Researchers have found that phonemic awareness (which falls under the umbrella of phonological awareness) is the number one predictor of future reading success. If you aren't an SLP, you may be wondering what a phoneme is...
Phonemes are the individual sounds of our language. For example, the word "big" is made up of 3 individual sounds (b-i-g) or as transcribed using the International Phonetic Alphabet, /b ɪ g/. The word "touch" is comprised of 5 written letters (known as graphemes), but like the word "big", "touch", is also made up of 3 individual sounds or phonemes: t-ou-ch or in IPA, /t ʌ ʧ/.
Word reading is not memorization. It is a skill that requires exposure, practice, and more practice!
Today, I will be sharing ideas for promoting early literacy skills at home. These activities will allow you to encourage phonological and phonemic awareness, which will prepare your child for reading!
Tip 1: Exposure! Talk to your child. Then, take the time to read to your child. This seems obvious, but help point out to your child that the print on the pages is read from left to right. For example, point to the title and say "The title of the story is...." and "The author is (name). The author is the person who wrote the story!".
You can help your child develop print awareness by sliding your index finger below the print as you read aloud.

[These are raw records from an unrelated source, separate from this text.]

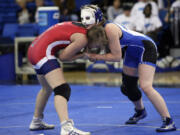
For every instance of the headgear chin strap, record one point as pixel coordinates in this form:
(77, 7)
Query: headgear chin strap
(91, 14)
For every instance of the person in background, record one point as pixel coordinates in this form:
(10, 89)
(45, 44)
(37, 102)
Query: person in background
(114, 10)
(39, 3)
(137, 9)
(67, 10)
(23, 14)
(125, 18)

Tip 2: Help your child with word awareness. This can look as simple as asking your child to clap their hands for every word you say. (e.g. "You make me happy" (4 claps)).

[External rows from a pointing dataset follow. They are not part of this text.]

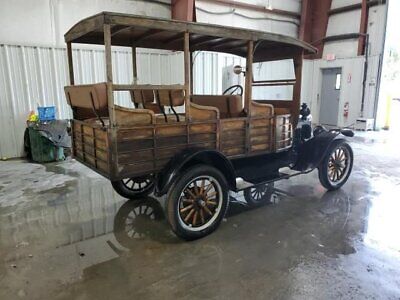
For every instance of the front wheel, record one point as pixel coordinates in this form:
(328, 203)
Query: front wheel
(197, 202)
(134, 188)
(336, 166)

Tip 3: Expose your child to the alphabet. Many young children enjoy puzzles or alphabet magnets. Sing the A,B,C's with your child and let them explore various letters through play. Here is a fun song for introducing letter sounds to your child.

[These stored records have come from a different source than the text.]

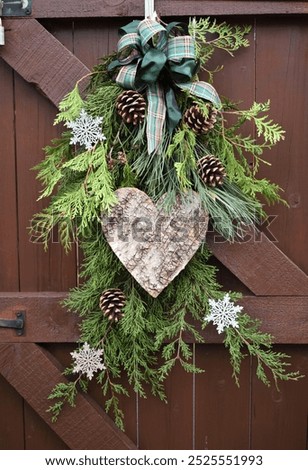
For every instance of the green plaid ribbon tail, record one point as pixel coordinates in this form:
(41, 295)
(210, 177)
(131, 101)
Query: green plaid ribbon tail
(202, 90)
(156, 116)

Tip 4: Have fun with rhyming! Nursery rhymes and Dr. Seuss books are full of rhymes.
You can play a game while doing routine activities like riding in the car. "Let's think of words that rhyme with bat". Model correct rhymes and see if your child can catch your "mistakes" (e.g. bat, cat, boot- "No, boot and cat don't rhyme").
Tip 5: With preschoolers and kindergartners, incorporate syllable awareness activities. "Let's stomp our feet for every syllable in the word today". Take it to the next level by introducing phonemic awareness practice too!
You can help your child practice their phonemic awareness through fun movement activities, such as having them hop for each sound in a word (e.g. s-u-n- hop 3 times). Make sure you say the word aloud rather than writing it down. The aim of this activity is to help your child hear the different sounds in the target words.
You can also help increase your child's phonemic awareness by talking about sound positions. Make a point to talk about where sounds are in words (e.g. "go, goat, and guy" all have a /g/ at the beginning, but "bug" has a /g/ at the....).
By incorporating phonological and phonemic awareness activities into your child's daily life, you can help set the foundation for their future reading skills.
If you'd like more information about reading development and skills, check out Reading Rockets' website.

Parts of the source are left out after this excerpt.